Almeida et al. (1) found significant reductions in blood lactate concentrations when swimmers were submitted to 30-min effort in tethered swimming at 110% ACNA (using the critical power model) compared to the 100% values. These researchers believed that the swimmers “adjusted” their swimming technique for tethered swimming which resulted in less lactate concentration than at 100% AC. This effect could be related to a possible ergometer adaptation during tethered swimming efforts. However, they did not report whether swimmers underwent an adaptation period to the tethered swimming system. In our study, the adaptation period in the tethered swimming may be the responsible by the sensitivity of the lactemia to the variations of 10% in exercise intensity above and below AC.

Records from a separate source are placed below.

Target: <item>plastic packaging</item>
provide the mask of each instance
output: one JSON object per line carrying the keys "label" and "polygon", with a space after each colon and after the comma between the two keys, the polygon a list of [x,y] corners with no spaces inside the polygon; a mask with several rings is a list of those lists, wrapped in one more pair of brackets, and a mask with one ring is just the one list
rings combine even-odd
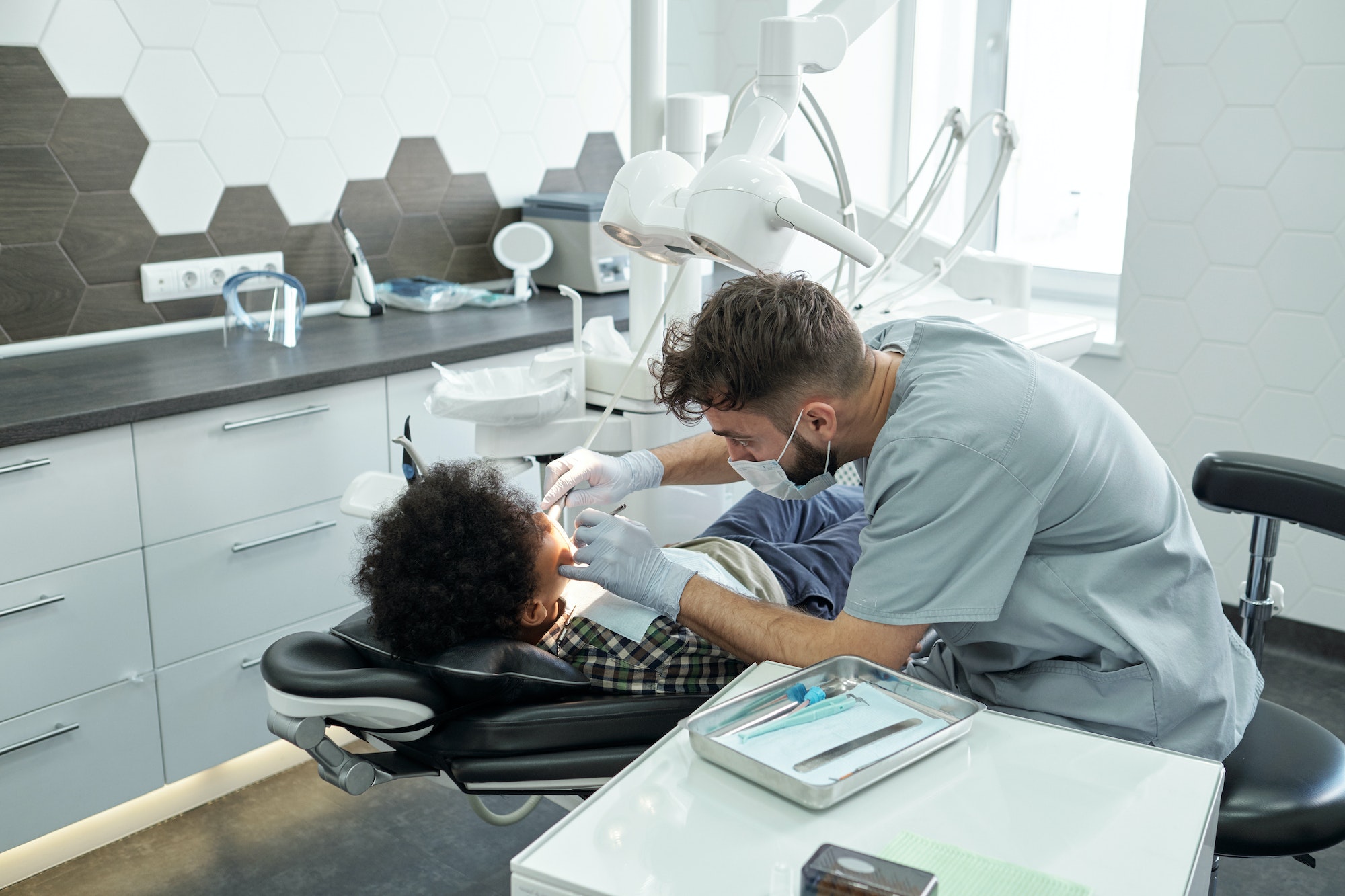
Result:
{"label": "plastic packaging", "polygon": [[527,297],[491,292],[460,283],[433,277],[393,277],[374,287],[374,293],[385,305],[406,311],[452,311],[463,305],[476,308],[503,308],[527,301]]}
{"label": "plastic packaging", "polygon": [[440,381],[425,398],[425,410],[437,417],[500,426],[538,425],[560,416],[572,391],[569,371],[538,379],[527,367],[434,369]]}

Despite the disagreements related to the evaluation methods in tethered swimming, it is well established in the literature that the mean force during efforts varying from 30 to 60s have high correlations with performances at distances between 50 and 400m in free style swimming (11, 22), and that they are sensitive to training (26) and to taper period (27). However, few studies have evaluated the relationships between AC in tethered swimming and aerobic performance in free swimming. Papoti et al. (21) applied the lactate minimum test (LMT) and determined aerobic capacities in free and tethered swimming, and although there were high coefficients of determination from the polynomial equations obtained from the relationships between lactemia and exercise intensity, no significant correlations were seen in LMT values between free and tethered swimming. The explanations for these results were both the lack of adaptation of swimmers to the tethered swimming system and the limitation of the LMT test in tethered swimming to predict LMT velocity in free swimming. In the current study, the AC determined by the different methods (i.e. ACBI, AC4, and AC3.5) correlated with V30min and V400.

The findings of our study suggest that AC in tethered swimming can be used as a predictor of aerobic performance in free swimming and that the tethered swimming system can be used for aerobic development in places where official sized swimming pools are not available, such as rehabilitation clinics and health clubs.

From this method of AC determination, theoretically, it would be possible to adapt tethered swimming for easy (End-1), moderate (End-2), and intense (End-3) aerobic training, as suggested by Maglischo (15, 16). However, as the mechanics of swimming are subject to changes in this situation (17, 38), additional studies are required to study the possible effects of tethered swimming training on stroke mechanical parameters and free swimming performance.

Although the reproducibility and sensitivity of AC in tethered swimming and its effects on conventional swimming training have not been verified in this study, we have shown that the ACBI corresponds to the MLSS, and both the AC - individually determined - and the AC - determined using fixed blood lactate concentrations of 3.5 and 4.0mmol.l−1 - can be used to predict the mean velocity of 30min and 400m in free style swimming. In addition to that, the tethered swimming system can be used for aerobic development in places where official sized swimming pools are not available, such as rehabilitation clinics and health clubs.